# power steering pulley installation?



## ucaddoc (Aug 8, 2014)

I am trying to install a pulley on my saginaw power steering pump. There are no internal female threads on the shaft so the usual pulley installer wont work. It is an interference fit with a key way and wont just slip on and i cannot get on enough to start the nut. Any suggestions?


----------



## Goat Roper (Oct 28, 2014)

Tap it on with a socket until you can get a piece of it with the nut then run it on home.


----------



## ucaddoc (Aug 8, 2014)

*1965 gto a/c power steering bracket rubbing?*









I installed the a/c power steering pulley on my 65 gto and its rubbing on bolts? This is the 2 belt system for the 65. Any suggestions?


----------



## PontiacJim (Dec 29, 2012)

ucaddoc said:


> View attachment 81114
> 
> 
> I installed the a/c power steering pulley on my 65 gto and its rubbing on bolts? This is the 2 belt system for the 65. Any suggestions?

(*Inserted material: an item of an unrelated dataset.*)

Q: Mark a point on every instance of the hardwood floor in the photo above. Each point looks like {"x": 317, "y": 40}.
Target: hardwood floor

You want to contact *Pinion Head* as he can probably identify your problem right away and tell you what is wrong and how to fix. He has all kinds of pulleys/brackets and it may be you need something different other than what you now have. :thumbsup:


----------



## Pinion head (Jan 3, 2015)

Hard to tell from this pic. Need more bigger detailed picture to nail down what is going on. Initial thought is you have the wrong PS pulley. What is part number inscribed on the PS pulley?


----------